HTTP request sent, awaiting response... 200 OK
Length: 116150379 (111M) [application/zip]
Saving to: ‘weather.zip’

weather.zip         100%[===================>] 110.77M  91.2MB/s    in 1.2s    

2021-01-08 14:41:25 (91.2 MB/s) - ‘weather.zip’ saved [116150379/116150379]

In [3]:
# Loading the dataset

path = 'weather/'
input_shape = (256, 256, 3)    # default input shape while loading the images

batch = 64

# The train and test datasets
print("Train dataset")
train_ds = preprocessing.image_dataset_from_directory(path+'train', batch_size=batch, label_mode='binary')

print("Test dataset")
test_ds = preprocessing.image_dataset_from_directory(path+'test', batch_size=batch, label_mode='binary')
Train dataset
Found 10000 files belonging to 2 classes.
Test dataset
Found 253 files belonging to 2 classes.
In [4]:
# How many samples in each class

for t in ['train', 'test']:
    print('\n', t.upper())
    for x in os.listdir(path + t):
        print(x, ' - ', len(os.listdir(path + t + '/' + x)))
 TRAIN
sunny  -  5000
cloudy  -  5000

 TEST
sunny  -  153
cloudy  -  100

The train set is balanced while the test set is imbalanced.
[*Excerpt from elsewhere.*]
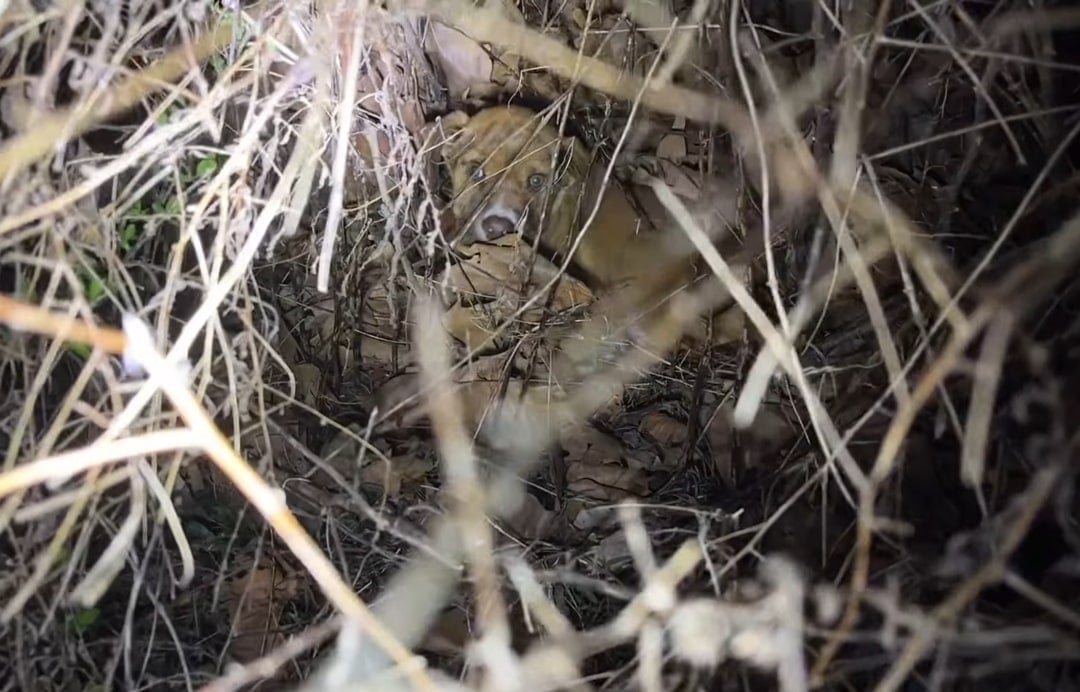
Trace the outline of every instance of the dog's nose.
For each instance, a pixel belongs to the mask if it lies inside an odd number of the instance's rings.
[[[513,233],[514,222],[505,216],[492,214],[480,222],[480,229],[484,232],[484,240],[495,240]]]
A confusion matrix can help in finding the accuracies.

In [5]:
# Looking into the class labels

class_names = train_ds.class_names

print("Train class names: ", train_ds.class_names)
print("Test class names: ", test_ds.class_names)
Train class names:  ['cloudy', 'sunny']
Test class names:  ['cloudy', 'sunny']

Visualization

In [6]:
num_samples = 4    # the number of samples to be displayed in each class

for x in class_names:
    plt.figure(figsize=(20, 20))

    filenames = os.listdir(path + 'train/' + x)

    for i in range(num_samples):
        ax = plt.subplot(1, num_samples, i + 1)
        img = Image.open(path +'train/' + x + '/' + filenames[i])
        plt.imshow(img)
        plt.title(x)
        plt.axis("off")